Fabian Drzyzga, rozgrywający AZS-u Częstochowa, w meczu z beniaminkiem PlusLigi- Treflem Gdańsk, poprowadził swoją drużynę do pierwszego zwycięstwa. Mimo bardzo młodego wieku na temat swojej gry zbiera praktycznie same pochlebne komentarze. Niektórzy nawet widzą go już w składzie narodowej reprezentacji. Sam jednak nie popada w niepotrzebny samozachwyt i skupia się na pracy, aby wciąż doskonalić swoje umiejętności, by być może w niedalekiej przyszłości godnie zastąpić naszego najlepszego rozgrywającego, Pawła Zagumnego.

Młody rozgrywający, który w tym sezonie debiutuje na parkietach PlusLigi, oceniając poziom naszych rozgrywek zwraca szczególną uwagę na obcokrajowców. Polska liga co roku jest silniejsza. Mamy coraz lepsze oferty dla obcokrajowców. W tym sezonie grają, między innymi, Falasca, Samica- są to gwiazdy światowego formatu. Nasza liga dzięki nim rośnie w siłę - twierdzi Drzyzga. Po pierwszych trzech kolejkach PlusLigi Skra gra swoje, a Rzeszów na razie nic - dodaje, komentując obecną sytuację głównych faworytów obecnego sezonu.

Na każdym kroku słyszy się, że siatkarze z Częstochowy są młodzi, mało doświadczeni, a co się z tym wiąże popełniają wiele banalnych wręcz błędów. Dla niektórych owe słowa stają się już nudne i irytujące. - Na pewno nasze błędy spowodowane są młodym wiekiem, może trochę stresem, ale siatkówka jest grą błędów, więc się je popełnia czy się ma osiemnaście czy trzydzieści lat. Wiemy, że jesteśmy młodzi, ale dzięki właśnie tej młodości możemy wygrać więcej meczów niż niektórym się zdaje - przekonuje.

Według fachowców Fabian ma ogromne szanse i predyspozycje do reprezentowania naszego kraju, między innymi, na mistrzostwach świata w 2014 roku.

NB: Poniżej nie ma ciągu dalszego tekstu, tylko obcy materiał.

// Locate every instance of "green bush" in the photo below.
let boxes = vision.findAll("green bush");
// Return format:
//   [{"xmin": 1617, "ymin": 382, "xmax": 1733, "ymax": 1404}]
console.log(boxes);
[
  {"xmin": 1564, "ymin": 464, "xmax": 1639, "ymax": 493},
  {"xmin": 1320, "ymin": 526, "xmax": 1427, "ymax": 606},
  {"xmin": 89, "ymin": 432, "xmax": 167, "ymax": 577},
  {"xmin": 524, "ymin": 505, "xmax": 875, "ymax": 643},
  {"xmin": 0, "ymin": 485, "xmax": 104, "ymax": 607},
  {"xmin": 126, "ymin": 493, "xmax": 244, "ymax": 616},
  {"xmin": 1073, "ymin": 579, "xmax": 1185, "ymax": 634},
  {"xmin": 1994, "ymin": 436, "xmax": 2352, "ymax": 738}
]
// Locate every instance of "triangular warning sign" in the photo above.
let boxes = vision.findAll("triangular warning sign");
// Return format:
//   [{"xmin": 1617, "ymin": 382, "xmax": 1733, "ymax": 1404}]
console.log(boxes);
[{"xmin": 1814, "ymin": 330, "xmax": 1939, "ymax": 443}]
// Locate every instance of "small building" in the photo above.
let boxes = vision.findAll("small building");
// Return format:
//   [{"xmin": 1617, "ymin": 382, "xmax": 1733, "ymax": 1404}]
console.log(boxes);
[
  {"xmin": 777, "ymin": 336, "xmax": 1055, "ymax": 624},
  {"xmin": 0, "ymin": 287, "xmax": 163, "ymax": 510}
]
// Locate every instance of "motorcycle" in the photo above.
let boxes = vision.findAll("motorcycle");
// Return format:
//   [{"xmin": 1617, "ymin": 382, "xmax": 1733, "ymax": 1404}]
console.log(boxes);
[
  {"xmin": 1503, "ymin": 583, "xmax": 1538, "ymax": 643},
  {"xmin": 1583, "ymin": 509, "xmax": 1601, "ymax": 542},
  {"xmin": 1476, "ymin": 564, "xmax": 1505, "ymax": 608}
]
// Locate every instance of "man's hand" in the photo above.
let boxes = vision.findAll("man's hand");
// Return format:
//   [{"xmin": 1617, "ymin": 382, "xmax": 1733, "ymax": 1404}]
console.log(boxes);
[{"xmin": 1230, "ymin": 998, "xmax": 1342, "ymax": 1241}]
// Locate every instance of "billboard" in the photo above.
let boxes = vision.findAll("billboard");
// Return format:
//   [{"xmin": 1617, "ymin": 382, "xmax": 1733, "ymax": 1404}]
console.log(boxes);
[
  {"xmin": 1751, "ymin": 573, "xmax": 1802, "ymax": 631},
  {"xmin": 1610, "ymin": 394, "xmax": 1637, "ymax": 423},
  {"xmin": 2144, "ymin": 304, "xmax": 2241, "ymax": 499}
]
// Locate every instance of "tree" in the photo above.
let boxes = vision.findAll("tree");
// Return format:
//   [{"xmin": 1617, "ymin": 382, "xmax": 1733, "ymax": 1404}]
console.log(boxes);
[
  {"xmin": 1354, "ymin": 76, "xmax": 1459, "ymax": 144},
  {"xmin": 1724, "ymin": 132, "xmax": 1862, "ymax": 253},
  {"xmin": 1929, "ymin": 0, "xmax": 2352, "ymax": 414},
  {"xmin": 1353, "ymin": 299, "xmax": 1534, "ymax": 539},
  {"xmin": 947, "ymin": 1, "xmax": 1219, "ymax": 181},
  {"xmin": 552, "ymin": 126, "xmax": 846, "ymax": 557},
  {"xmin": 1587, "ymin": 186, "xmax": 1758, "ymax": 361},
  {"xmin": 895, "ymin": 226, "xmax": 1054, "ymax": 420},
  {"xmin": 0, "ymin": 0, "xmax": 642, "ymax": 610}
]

We wspomnianym już wcześniej meczu z Gdańskiem popisywał się wieloma ryzykownymi i niekonwencjonalnymi zagraniami, których pozazdrościłby mu z pewnością nie jeden rozgrywający. - Podchodzę do tego spokojnie. Jest jeszcze czas, ale miło usłyszeć takie słowa. Teraz trzeba popracować i cieszę się, że trener dał mi szansę zagrać cały mecz od początku do końca. Mam nadzieję, że go nie zawiodłem.- komentuje.

Fabian Drzyzga już w środę będzie miał szansę zaprezentować swoje umiejętności w pierwszym meczu Ligi Mistrzów, gdzie AZS Częstochowa zagra na wyjeździe z Fenerbahce Stambuł. Podchodzimy do tego meczu pozytywnie, nic nie mamy do stracenia, więc jedziemy walczyć i miejmy nadzieję, że wygramy.

Kolejnym rywalem siatkarzy Radosława Panasa w PlusLidze będzie tym razem typowany do walki o medale- AZS Olsztyn. Fabian Drzyzga mimo wszystko stara się być optymistą. Zagrali bardzo dobrze przeciwko Skrze, ale to nie znaczy, że zagrają tak samo przeciwko nam. Oczywiście może wrócić Paweł Zagumny- to będzie dla nich na pewno większy atut, ale nie przestraszymy się ich. AZS ma też słabe punkty, więc miejmy nadzieję, że je wykorzystamy i może uda się urwać jakieś punkty, a może i nawet wygrać cały mecz - twierdzi Fabian Drzyzga.